Some of the arguments in question turn to human rights: ‘I have the right to die, the right to do what I want to my own body’. I would suggest that Christian moral teaching cannot be so simply individualistic - it asks that we take social responsibility seriously - responsibility both for others and to others. ‘No man is an island entire of itself… if a clod be washed away by the sea, Europe is the less’. Life and death are social occasions.
The question is not simple for Christians. I suspect that Scripture will be little use. But the starting point should come out of this concern for the weakest and most vulnerable - how does the possibility or threat of assisted death affect those who are extremely weak and vulnerable; those who who feel they’re of little value in the world, in the way, who worry that they are a burden to friends and family - that count themselves as little worth? But also what is the possibility of death to those who are in terrible discomfort? What is it for the doctors who must agree "this life is no longer worth living". And what is it for those who love and look on helplessly - wishing for an end, or for a few more hours.

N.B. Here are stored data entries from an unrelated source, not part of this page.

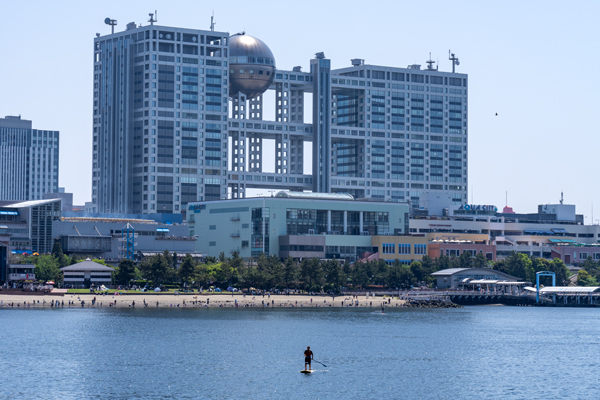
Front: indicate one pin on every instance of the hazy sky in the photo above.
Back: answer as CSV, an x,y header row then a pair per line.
x,y
532,62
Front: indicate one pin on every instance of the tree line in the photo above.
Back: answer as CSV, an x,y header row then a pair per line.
x,y
269,272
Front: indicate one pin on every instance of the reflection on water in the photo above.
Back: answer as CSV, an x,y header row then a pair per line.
x,y
470,353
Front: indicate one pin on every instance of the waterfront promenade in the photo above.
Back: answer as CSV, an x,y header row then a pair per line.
x,y
142,300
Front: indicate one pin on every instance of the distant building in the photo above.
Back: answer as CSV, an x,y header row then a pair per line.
x,y
29,224
163,135
87,273
103,237
28,160
405,249
67,199
534,234
295,224
452,278
21,273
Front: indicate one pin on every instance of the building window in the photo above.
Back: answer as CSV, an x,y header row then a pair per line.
x,y
403,248
388,248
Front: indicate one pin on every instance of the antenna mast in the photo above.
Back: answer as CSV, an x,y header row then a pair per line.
x,y
454,60
153,17
430,63
112,23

The choice of assisted death does not add another possibility, grant a freedom, it changes the conversation entirely. And in a very complicated way. Palliative care and end of life issues affect all of us and needs approaching from every possible angle. It is not a clearcut moral case, but a change in the law would have dramatic consequences.
According to the prophets a nation may be judged, and the wrath of God governed, by how it cares for the vulnerable.
There are a number of resources for Christian thought on social and moral issues, Scripture, the tradition, but the place one must begin is with a ‘concern for the weakest and most vulnerable’. Because as St Paul says, ‘if I have all faith, so as to remove mountains, but do not have love, I am nothing’. The danger I think in today’s general moral discussions is sidestepping from the ethical to the political: that we make ethical decisions based on what we consider to be our human rights - or, worse, when we simply ask what will make most people most happy. When ethics loses sight of virtue, how to be a good citizen, and what makes a good society, it ceases to be ethics. One could argue, similarly, that there is a parallel danger in sidestepping from the political to the populist: when governments make decisions, say on immigration or on cabinet reshuffles, on the basis of what polls well. When ethics become populist - we will have arrived at the worst meaning of democracy - the rule of the mob.
For now we exist in this world of wheat and tares. And with it we must remain humble in trusting in God’s judgement at the last to sort our error from truth and wait patiently for conversion with those who we suspect are of the devil, whether he figures in their baptismal services or not. But at all times we must remember that Christ demands of us a concern for the weak and vulnerable, and as ethical and political animals this is where we begin. Finally this week we can at least be thankful that, while a diva is female version of a hustler, we are one step closer to a female version of a bishop. I have no doubt Margaret is already making inquiries into trading her tiara in for a mitre. To close with St Paul: ‘we hope for what we do not see, [and] we wait for it with patience’. Amen.